Aaron Lewis <aaronlewis@xxxxxxxxxx> · Fri, 13 Jan 2023 14:43:55 +0000

On Fri, Jan 13, 2023 at 12:26 AM Mingwei Zhang <mizhang@xxxxxxxxxx> wrote:
>
> On Thu, Jan 12, 2023 at 1:33 PM Chang S. Bae <chang.seok.bae@xxxxxxxxx> wrote:
> >
> > On 1/12/2023 1:21 PM, Mingwei Zhang wrote:
> > >
> > > The only comment I would have is that it seems not following the least
> > > privilege principle as host process (QEMU) may not have the motivation
> > > to do any matrix multiplication. But this is a minor one.
> > >
> > > Since this enabling once per-process, I am wondering when after
> > > invocation of arch_prctl(2), all of the host threads will have a larger
> > > fp_state? If so, that might be a sizeable overhead since host userspace
> > > may have lots of threads doing various of other things, i.e., they may
> > > not be vCPU threads.
> >
> > No, the permission request does not immediately result in the kernel's
> > XSAVE buffer expansion, but only when the state is about used. As
> > XFD-armed, the state use will raise #NM. Then, it will reallocate the
> > task's fpstate via this call chain:
> >
> > #NM --> handle_xfd_event() --> xfd_enable_feature() --> fpstate_realloc()
> >
> > Thanks,
> > Chang
>
> Thanks for the info. But I think you are talking about host level AMX
> enabling. This is known to me. I am asking about how AMX was enabled
> by QEMU and used by vCPU threads in the guest. After digging a little
> bit, I think I understand it now.
>
> So, it should be the following: (in fact, the guest fp_state is not
> allocated lazily but at the very beginning at KVM_SET_CPUID2 time).
>
>   kvm_set_cpuid() / kvm_set_cpuid2() ->
>     kvm_check_cpuid() ->
>       fpu_enable_guest_xfd_features() ->
>         __xfd_enable_feature() ->
>           fpstate_realloc()
>
> Note that KVM does intercept #NM for the guest, but only for the
> handling of XFD_ERR.
>
> Prior to the kvm_set_cpuid() or kvm_set_cpuid2() call, the QEMU thread
> should ask for permission via arch_prctl(REQ_XCOMP_GUEST_PERM) in
> order to become a vCPU thread. Otherwise, the above call sequence will
> fail. Fortunately, asking-for-guest-permission is only needed once per
> process (per-VM).
>
> Because of the above, the non-vCPU threads do not need to create a
> larger fp_state unless/until they invoke kvm_set_cpuid() or
> kvm_set_cpuid2().
>
> Now, I think that closes the loop for me.
>
> Thanks.
>
> -Mingwei

I'd still like to clean up CPUID.(EAX=0DH,ECX=0):EAX.XTILECFG[17] by
keeping it consistent with CPUID.(EAX=0DH,ECX=0):EAX.XTILEDATA[18] in
the guest, but it's not clear to me what the best way to do that is.
The crux of the issue is that xstate_get_guest_group_perm() returns
partial support for AMX when userspace doesn't call
prctl(ARCH_REQ_XCOMP_GUEST_PERM), I.e. the guest CPUID will report
XTILECFG=1 and XTILEDATA=0 in that case.  In that situation, XTILECFG
should be cleared for it to be consistent.  I can see two ways of
potentially doing that:

1. We can ensure that perm->__state_perm never stores partial support.

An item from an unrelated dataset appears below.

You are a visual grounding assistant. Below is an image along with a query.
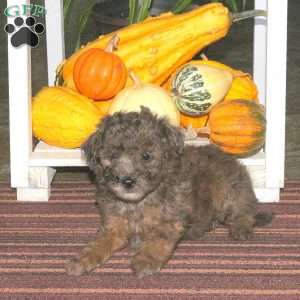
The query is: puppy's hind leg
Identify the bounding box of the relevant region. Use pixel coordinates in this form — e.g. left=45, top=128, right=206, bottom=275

2. We can sanitize the bits in xstate_get_guest_group_perm() before
they are returned, to ensure KVM never sees partial support.

I like the idea of #1, but if that has negative effects on the host or
XFD I'm open to #2.  Though, XFD has its own field, so I thought that
wouldn't be an issue.  Would it work to set __state_perm and/or
default_features (what originally sets __state_perm) to a consistent
view, so partial support is never returned from
xstate_get_guest_group_perm()?